Matched values are stacked into a subcolumn
The experiment was done with four animals. First each animal was exposed to a treatment (or placebo). After measuring the baseline data (dose=zero), you inject the first dose and make the measurement again. Then inject the second dose and measure again. The values in the first Y1 column (23, 34, and 43) were repeated measurements from the same animal. The other three subcolumns came from three other animals. The matching was by column.
Repeated measures in both factors
The experiment was done with two animals. First you measured the baseline (control, zero dose). Then you injected dose 1 and made the next measurement, then dose 2 and measured again. Then you gave the animal the experimental treatment, waited an appropriate period of time, and made the three measurements again. Finally, you repeated the experiment with another animal (Y2). So a single animal provided data from both Y1 subcolumns (23, 34, 43 and 28, 41, 56).
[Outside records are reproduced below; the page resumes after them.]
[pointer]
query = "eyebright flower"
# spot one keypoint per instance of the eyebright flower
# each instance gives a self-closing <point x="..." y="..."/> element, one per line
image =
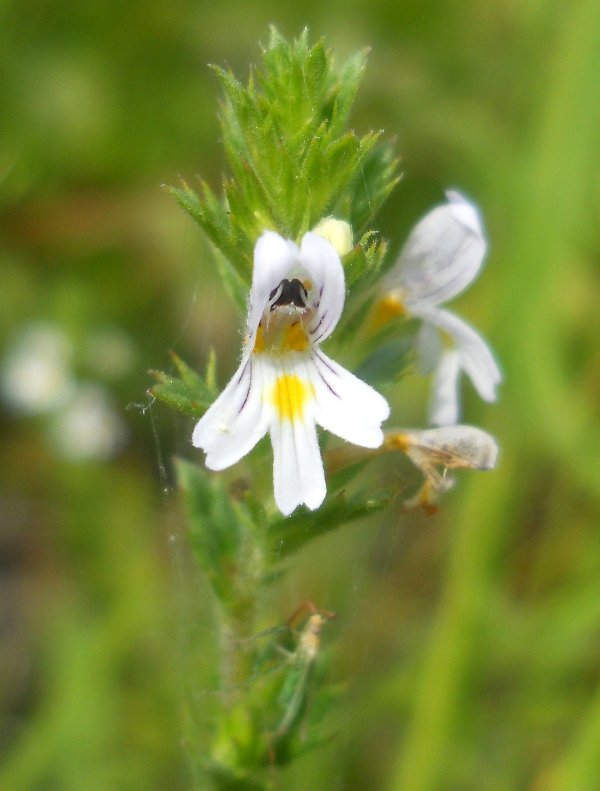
<point x="285" y="385"/>
<point x="441" y="257"/>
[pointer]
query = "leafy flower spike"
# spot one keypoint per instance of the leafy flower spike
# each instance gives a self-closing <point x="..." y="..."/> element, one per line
<point x="285" y="384"/>
<point x="441" y="257"/>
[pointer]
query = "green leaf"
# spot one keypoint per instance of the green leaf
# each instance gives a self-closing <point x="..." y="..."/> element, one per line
<point x="291" y="159"/>
<point x="288" y="535"/>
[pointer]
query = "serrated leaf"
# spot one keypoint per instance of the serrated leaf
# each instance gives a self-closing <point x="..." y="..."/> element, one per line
<point x="287" y="535"/>
<point x="187" y="393"/>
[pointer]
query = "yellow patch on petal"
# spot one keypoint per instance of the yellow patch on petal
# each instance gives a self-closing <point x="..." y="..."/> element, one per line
<point x="290" y="395"/>
<point x="259" y="343"/>
<point x="384" y="311"/>
<point x="294" y="338"/>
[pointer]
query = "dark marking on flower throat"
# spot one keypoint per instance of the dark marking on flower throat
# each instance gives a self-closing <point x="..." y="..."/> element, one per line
<point x="291" y="292"/>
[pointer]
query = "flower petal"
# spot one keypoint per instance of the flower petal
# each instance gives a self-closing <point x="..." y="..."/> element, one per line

When do you specify which design applies to this experiment?
The example above shows that one grouped data set can represent four different experimental designs. You do not distinguish these designs when creating the data table. The data table doesn't "know" wether or not the data are repeated measures. You should take into account experimental design when choosing how to graph the data. And you must take it into account when performing two-way ANOVA. On the first tab of the two-way ANOVA dialog, you'll designate the experimental design.
Lingo: "Repeated measures" vs. "randomized block" experiments
The term repeated measures is appropriate when you made repeated measurements from each subject.
Some experiments involve matching but not repeated measurements. The term randomized-block describes these kinds of experiments. For example, imagine that the three rows were three different cell lines. All the Y1 data came from one experiment, and all the Y2 data came from another experiment performed a month later. The value at row 1, column A, Y1 (23) and the value at row 1, column B, Y1 (28) came from the same experiment (same cell passage, same reagents). The matching is by row.
Randomized block data are analyzed identically to repeated-measures data. Prism always uses the term repeated measures, so you should choose repeated measures analyses when your experiment follows a randomized block design.